COPENHAGEN (VN) – Taylor Phinney was less than pleased with his 15th place ride in the elite men’s world time trial championship race while Andrew Talansky was satisfied to stop the clock 16th on a windy, technical course for their respective debuts in the elite men’s world time trial championships.
Phinney, last year’s U23 world champion, started in the final wave of riders in a very deep field that saw almost all of the world’s best time trialists show up to battle for the rainbow jersey.
Phinney was hoping for a top-10, but stopped the clock in 57:36.43 (48.327kph), at 3:52.58 slower than new world time trial champion Tony Martin of Germany.
Related: Full results with splits (.pdf)
“I was hoping for a better result. It’s only my only second time trial of this distance. I will figure it out. I would have liked a top-10,” Phinney told VeloNews. “I felt good on the first lap, so it was interesting pacing yourself through the race. When I started off, I felt really good, I was just trying to hold some sort of a rhythm. The last lap, I felt relatively empty.”
Phinney was coming off an encouraging fifth-place in the 47km individual time trial at the Vuelta a España and was quietly optimistic for an equally strong ride Wednesday in Copenhagen.

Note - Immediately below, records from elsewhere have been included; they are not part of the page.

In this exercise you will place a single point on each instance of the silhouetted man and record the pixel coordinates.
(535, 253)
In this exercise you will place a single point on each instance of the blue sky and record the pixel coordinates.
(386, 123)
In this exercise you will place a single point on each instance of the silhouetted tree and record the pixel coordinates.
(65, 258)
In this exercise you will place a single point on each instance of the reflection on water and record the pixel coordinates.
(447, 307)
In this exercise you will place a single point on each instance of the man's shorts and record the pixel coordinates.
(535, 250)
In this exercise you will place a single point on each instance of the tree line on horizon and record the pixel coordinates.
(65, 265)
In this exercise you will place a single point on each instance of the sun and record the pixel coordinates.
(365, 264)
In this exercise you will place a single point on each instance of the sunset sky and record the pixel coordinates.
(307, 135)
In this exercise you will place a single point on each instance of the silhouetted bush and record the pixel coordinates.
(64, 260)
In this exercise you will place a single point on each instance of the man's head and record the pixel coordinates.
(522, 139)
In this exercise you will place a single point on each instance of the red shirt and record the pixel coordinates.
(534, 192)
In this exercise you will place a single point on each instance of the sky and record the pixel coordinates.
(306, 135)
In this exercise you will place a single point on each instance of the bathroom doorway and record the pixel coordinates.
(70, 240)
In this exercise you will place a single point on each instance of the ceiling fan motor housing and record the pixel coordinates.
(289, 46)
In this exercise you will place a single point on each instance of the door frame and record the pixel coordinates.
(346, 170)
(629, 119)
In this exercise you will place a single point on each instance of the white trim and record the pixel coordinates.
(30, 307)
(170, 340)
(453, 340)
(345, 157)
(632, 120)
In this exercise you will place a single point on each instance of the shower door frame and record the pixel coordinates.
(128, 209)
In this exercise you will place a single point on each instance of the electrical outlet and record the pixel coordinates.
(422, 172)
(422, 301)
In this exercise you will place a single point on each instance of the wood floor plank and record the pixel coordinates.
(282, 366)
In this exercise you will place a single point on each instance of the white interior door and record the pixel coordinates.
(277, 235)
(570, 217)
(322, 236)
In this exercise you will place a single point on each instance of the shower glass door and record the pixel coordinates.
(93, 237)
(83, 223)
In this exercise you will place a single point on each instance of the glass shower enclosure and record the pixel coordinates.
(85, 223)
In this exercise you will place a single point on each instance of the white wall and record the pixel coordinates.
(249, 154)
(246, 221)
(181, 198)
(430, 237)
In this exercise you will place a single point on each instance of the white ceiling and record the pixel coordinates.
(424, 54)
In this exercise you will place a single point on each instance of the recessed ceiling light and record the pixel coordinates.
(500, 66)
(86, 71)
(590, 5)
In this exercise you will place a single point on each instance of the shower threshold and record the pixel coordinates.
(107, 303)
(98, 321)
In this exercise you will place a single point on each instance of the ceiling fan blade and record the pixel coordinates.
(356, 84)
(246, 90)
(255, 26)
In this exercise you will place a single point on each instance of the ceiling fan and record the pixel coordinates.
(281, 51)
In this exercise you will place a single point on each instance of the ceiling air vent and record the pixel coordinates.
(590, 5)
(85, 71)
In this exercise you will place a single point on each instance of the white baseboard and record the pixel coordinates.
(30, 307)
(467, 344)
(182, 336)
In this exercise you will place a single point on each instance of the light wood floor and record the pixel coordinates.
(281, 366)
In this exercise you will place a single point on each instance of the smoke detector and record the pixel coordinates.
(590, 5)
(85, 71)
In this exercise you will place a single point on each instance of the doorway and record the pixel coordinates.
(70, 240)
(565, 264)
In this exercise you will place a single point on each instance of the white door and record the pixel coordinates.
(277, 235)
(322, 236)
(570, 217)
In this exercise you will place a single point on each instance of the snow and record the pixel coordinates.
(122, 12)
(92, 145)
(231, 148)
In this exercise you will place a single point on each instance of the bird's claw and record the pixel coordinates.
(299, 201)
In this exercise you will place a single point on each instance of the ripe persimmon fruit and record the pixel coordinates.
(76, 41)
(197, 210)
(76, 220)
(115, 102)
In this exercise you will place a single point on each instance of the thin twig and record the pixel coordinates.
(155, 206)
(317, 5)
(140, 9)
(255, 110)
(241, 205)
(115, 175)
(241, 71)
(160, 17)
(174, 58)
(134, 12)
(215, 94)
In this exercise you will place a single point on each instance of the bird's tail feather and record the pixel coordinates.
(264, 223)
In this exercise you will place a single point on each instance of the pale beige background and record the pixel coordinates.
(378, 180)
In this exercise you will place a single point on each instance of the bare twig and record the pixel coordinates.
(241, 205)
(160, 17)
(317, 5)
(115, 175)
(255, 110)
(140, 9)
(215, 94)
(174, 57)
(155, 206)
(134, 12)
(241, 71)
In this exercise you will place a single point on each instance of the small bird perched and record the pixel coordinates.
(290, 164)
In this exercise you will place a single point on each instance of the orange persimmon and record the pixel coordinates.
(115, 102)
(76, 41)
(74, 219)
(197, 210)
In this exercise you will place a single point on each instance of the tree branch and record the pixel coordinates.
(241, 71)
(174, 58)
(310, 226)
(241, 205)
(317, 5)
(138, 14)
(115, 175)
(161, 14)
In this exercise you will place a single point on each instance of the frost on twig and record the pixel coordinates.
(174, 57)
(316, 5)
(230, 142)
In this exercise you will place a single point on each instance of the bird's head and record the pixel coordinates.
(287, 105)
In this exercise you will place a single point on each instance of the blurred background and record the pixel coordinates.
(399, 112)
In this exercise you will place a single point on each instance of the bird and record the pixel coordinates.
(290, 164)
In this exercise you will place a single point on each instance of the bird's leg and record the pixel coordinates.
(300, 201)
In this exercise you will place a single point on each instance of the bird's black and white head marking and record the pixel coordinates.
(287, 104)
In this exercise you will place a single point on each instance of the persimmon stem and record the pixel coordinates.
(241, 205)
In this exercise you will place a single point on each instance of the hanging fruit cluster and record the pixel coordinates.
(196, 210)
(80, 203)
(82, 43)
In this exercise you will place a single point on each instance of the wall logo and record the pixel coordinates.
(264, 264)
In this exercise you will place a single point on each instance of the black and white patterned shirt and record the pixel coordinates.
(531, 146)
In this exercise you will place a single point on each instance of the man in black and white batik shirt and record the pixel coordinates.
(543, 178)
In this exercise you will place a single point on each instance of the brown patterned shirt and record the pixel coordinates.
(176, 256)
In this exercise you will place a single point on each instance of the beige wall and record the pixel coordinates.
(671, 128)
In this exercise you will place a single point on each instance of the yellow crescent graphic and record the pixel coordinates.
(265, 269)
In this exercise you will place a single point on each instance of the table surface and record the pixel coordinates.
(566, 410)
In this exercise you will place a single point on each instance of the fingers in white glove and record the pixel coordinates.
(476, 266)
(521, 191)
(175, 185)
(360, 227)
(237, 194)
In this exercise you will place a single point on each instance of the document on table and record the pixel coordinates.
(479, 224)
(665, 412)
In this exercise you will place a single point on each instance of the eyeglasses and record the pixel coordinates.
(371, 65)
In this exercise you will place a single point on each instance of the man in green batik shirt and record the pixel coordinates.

Phinney said strong winds and a malfunctioning radio made for a challenging race, but admitted he must continue to work before being able to battle for medals against the likes of Martin and Fabian Cancelllara.
“I do think I could spend a little more time in the wind-tunnel this off-season,” he said. “I think I still have some room to grow. I have to reach another level. Now on to Sunday.”
Talansky, meanwhile, watched most of the race from the “hot seat.” After starting in the second of four waves of riders in the 65-rider field, Talansky set an early top-3 time that stood until the final 16 favorites hit the pavement.
Talansky stopped the clock in 57:41.74 (48.253kph), less than six seconds slower than Phinney.
“I am pretty happy with it, for me personally, it was better than the TT I did in the Vuelta, especially on a flat course that is not ideal for me, so I am pretty happy with it,” Talansky told VeloNews.
“I didn’t have a number goal, I wanted to see how I recovered, how I felt. At the end of the day, the result doesn’t matter as much, it shows what I did between the Vuelta and the worlds was the right way. I am pretty happy with it. It was better than I expected.”
The U.S. team was hoping that one of the young pair could sneak into the top-10 among nation finishers to assure the Americans two starting positions in next year’s Olympic Games time trial competition.
The top-10 nations in Wednesday’s time trial will be awarded a second starting slot for London.
Phinney’s 15th just fell short of finishing within the top-10 countries, however. Svein Tuft of Canada, 13th at 18 seconds faster than Phinney, captured the 10th-best nation-ranked result on the day.
Amber Neben, who rode to eighth in the women’s time trial race on Tuesday, assured that the U.S. women will have two starting positions for next year’s Olympic Games in London.